En 1930, le génie de Bernard Lyot fut de comprendre qu’on pouvait arrêter cette lumière en intercalant un diaphragme entre l’oculaire et la lentille secondaire du télescope. Il ajouta à son montage un filtre H-alpha absorbant les rayons X et gamma. L’image ainsi obtenue de la couronne pouvait être restituée à l’observateur, débarrassée de sa lumière parasite.

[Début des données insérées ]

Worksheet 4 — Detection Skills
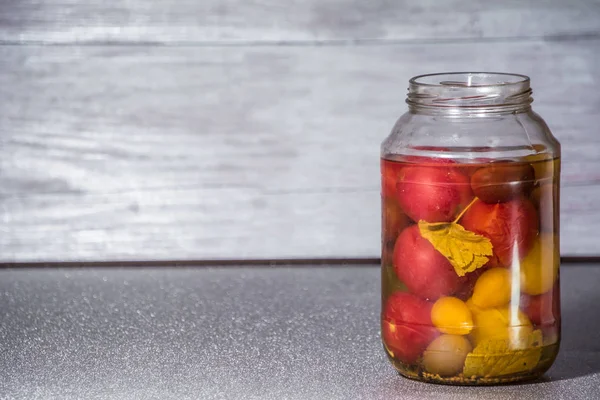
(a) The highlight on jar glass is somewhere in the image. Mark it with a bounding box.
[381,72,560,385]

Très vite l’inventeur et son invention firent le tour du monde et, à l’instar du pic du Midi, de nombreux observatoires eurent leur coronographe. Dans les années soixante, la confrontation des observations par coronographie et de la théorie de la physique atomique permit de déterminer l’origine de la raie verte observée depuis longtemps dans la couronne solaire, notamment lors des éclipses, mais dont la source demeurait inconnue aux chercheurs qui l’avaient baptisée « coronium ».  » L’émission, la plus brillante de toutes celles que recevaient les spectrographes, était en fait celle du fer 14 chauffé à 2 millions de degrés! Les astronomes étaient loin de s’imaginer que la couronne montait à une telle température, alors que la surface de l’étoile est à 6 000°C. C’est pourtant une réalité que nous tentons peu à peu d’élucider « , explique Jacques-Clair Noens, astrophysicien, spécialiste de la couronne à l’Observatoire du pic du Midi.